Jadis, c’était L’ Hôtel de Saint-Pré , ouvert en 1952 par Sylvia Fournier, créatrice du Mas du Langoustier sur l’île de Porquerolles. La fin des années quatre-vingt dix marqua un changement radical quand l’hostellerie, adossée au monastère du XII siècle, face au parc de l’Abbaye Royale bénédictine, joyau de l’art roman, fut confiée par le Conseil général du Var à Alain Ducasse. Aujourd’hui, la grande histoire demeure et la gastronomie apportée par le chef multi étoilé a transformé l’Hostellerie en un haut lieu d’hospitalité en Provence.

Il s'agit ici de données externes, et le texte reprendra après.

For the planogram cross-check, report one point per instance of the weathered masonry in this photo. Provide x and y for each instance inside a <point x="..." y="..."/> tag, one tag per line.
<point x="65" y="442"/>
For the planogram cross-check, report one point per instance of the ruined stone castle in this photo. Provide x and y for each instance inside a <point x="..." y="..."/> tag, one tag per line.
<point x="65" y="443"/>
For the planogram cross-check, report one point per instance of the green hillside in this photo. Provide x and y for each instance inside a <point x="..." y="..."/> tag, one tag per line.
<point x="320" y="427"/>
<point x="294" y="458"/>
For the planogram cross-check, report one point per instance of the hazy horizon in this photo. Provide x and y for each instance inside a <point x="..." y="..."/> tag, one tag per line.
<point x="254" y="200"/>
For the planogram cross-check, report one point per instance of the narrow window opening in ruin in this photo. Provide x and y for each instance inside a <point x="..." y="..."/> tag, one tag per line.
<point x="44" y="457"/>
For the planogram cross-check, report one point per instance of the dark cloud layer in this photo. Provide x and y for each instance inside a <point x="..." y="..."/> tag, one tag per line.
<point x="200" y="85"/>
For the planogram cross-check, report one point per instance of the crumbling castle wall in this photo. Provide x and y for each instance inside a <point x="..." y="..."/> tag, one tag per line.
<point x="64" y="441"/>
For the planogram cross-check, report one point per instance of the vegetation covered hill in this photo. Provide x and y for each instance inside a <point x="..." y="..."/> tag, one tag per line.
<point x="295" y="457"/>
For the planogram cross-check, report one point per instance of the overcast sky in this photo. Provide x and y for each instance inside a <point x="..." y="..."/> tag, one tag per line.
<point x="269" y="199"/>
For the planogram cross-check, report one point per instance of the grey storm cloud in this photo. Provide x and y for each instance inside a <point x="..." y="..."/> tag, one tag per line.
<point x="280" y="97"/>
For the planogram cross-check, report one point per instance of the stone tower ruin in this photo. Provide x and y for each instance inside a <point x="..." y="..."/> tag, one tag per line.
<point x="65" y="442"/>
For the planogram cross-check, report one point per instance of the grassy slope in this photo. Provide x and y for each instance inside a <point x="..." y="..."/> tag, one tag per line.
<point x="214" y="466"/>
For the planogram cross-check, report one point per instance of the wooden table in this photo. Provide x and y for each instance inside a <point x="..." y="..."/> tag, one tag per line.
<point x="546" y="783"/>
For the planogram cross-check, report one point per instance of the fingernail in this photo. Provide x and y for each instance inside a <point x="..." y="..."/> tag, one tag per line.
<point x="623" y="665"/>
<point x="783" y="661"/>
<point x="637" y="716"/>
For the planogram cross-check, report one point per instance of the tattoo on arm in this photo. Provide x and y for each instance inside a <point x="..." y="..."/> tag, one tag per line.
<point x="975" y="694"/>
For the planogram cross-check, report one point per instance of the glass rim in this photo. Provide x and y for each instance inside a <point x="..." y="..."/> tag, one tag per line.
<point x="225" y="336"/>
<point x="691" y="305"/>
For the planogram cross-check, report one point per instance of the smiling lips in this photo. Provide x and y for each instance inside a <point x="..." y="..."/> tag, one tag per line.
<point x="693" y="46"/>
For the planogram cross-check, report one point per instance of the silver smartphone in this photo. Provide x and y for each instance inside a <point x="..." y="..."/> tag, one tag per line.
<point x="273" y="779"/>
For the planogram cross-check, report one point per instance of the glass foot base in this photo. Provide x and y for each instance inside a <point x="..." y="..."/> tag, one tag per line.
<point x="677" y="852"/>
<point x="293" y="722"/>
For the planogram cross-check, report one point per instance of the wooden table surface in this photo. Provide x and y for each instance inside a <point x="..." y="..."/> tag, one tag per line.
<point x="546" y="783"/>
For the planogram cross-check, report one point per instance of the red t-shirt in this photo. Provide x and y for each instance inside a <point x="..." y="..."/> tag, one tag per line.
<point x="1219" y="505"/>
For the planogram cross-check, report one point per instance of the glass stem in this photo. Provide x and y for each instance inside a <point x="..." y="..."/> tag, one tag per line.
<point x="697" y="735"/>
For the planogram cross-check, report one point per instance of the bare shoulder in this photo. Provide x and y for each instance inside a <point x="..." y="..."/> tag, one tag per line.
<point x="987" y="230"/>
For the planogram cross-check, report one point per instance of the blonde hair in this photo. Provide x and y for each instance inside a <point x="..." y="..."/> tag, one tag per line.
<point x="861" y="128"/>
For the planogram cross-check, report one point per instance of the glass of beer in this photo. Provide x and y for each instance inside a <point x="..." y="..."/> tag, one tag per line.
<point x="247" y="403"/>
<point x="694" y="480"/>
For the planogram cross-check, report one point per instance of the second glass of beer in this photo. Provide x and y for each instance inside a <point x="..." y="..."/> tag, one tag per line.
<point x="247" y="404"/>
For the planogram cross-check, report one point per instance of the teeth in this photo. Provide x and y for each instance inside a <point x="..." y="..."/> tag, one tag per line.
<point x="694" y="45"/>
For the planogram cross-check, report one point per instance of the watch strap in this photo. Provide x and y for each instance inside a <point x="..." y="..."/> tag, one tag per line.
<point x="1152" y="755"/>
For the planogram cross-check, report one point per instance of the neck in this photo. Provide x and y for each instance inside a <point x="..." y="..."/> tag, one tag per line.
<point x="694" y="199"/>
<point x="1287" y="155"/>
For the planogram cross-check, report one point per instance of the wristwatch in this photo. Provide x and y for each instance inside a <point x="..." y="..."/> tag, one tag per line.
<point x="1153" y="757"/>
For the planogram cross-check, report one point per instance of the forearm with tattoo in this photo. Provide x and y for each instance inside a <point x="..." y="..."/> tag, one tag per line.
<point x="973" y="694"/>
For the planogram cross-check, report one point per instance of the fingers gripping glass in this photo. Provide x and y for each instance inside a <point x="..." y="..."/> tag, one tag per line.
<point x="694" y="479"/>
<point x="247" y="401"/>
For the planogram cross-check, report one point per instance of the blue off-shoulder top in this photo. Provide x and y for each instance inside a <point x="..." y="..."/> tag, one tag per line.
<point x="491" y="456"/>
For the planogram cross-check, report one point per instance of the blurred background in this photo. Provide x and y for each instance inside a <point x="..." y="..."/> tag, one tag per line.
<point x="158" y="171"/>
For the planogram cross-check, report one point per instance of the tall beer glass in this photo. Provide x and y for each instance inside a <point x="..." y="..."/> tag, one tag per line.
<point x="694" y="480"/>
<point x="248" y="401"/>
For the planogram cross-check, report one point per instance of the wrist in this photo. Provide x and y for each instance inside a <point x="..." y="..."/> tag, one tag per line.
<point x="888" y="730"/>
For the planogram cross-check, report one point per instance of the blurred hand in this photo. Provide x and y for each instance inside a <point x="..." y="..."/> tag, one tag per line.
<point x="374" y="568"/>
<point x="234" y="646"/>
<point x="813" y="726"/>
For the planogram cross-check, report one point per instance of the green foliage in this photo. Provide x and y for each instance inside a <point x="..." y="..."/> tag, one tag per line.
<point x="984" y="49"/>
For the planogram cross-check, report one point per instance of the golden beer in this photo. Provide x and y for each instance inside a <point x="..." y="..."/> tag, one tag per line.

Samedi dernier, la fête des vingt-cinq ans proposée aux partenaires fidèles, producteurs, fournisseurs, restaurateurs, artisans, vignerons… témoignait de l’attachement des gens de métiers à cette belle adresse au cœur du Var.
En ce jour d’anniversaire, autour des buffets installés dans le parc, on vient « voir le chef », l’approcher, demander une photo, évoquer un souvenir, parler produit, cuisine, projets… Il y a de la curiosité et de l’émotion, c’est normal, c’est humain. Ducasse, puis Maximin, arrivé plus tard dans la journée, sont des maîtres de saveurs dont il y a toujours beaucoup à apprendre.
Mais ce jour des vingt-cinq ans n’était ni une parenthèse d’autosatisfaction, ni une mondanité au grand air, encore moins la fin de l’histoire. Celle de la maison dirigée par Emmanuel Beuvelet, avec Nicolas Pierantoni, l’enfant du pays, à la tête des cuisines, est l’expression d’un art de vivre en Provence comme l’est, à Moustiers-Sainte-Marie, La Bastide de Moustiers, «maison de coeur » d’Alain Ducasse.
Les invités à cet anniversaire venaient aussi prendre des nouvelles de la grande maison varoise. Étoilée ou non, elle ajuste sa gastronomie à la demande actuelle : besoin d’ancrage local, socle du terroir, clarté du produit, le goût avant le style… Rien de surprenant. L’évolution était déjà en route et tout est dans la nuance mais quand «le chef» fixe la feuille de route, on comprend sans tarder. L’auberge élégante qui vient de fêter son jeune âge est ainsi plus que jamais à (re-) découvrir. Pour le charme et la sérénité du lieu, la cohésion des équipes, le rapport prix-plaisir et un bon sens culinaire proclamé « art du simple » en 1999, appliqué alors par Benoit Witz puis dès 2018 par Nicolas Pierantoni. Deux chefs en vingt-cinq ans, difficile de crier à l’instabilité.
Dans un contexte compliqué qui demande à la restauration toujours plus de mouvement et d’écoute, L’Hostellerie de l’Abbaye de La Celle continue d’écrire son histoire au long cours. Non comme une institution et dans le repli sur soi mais avec l’adaptabilité et la vision des grandes adresses. Si c’est bien cela qui est en jeu, alors, bienvenue aux vingt-cinq prochaines années.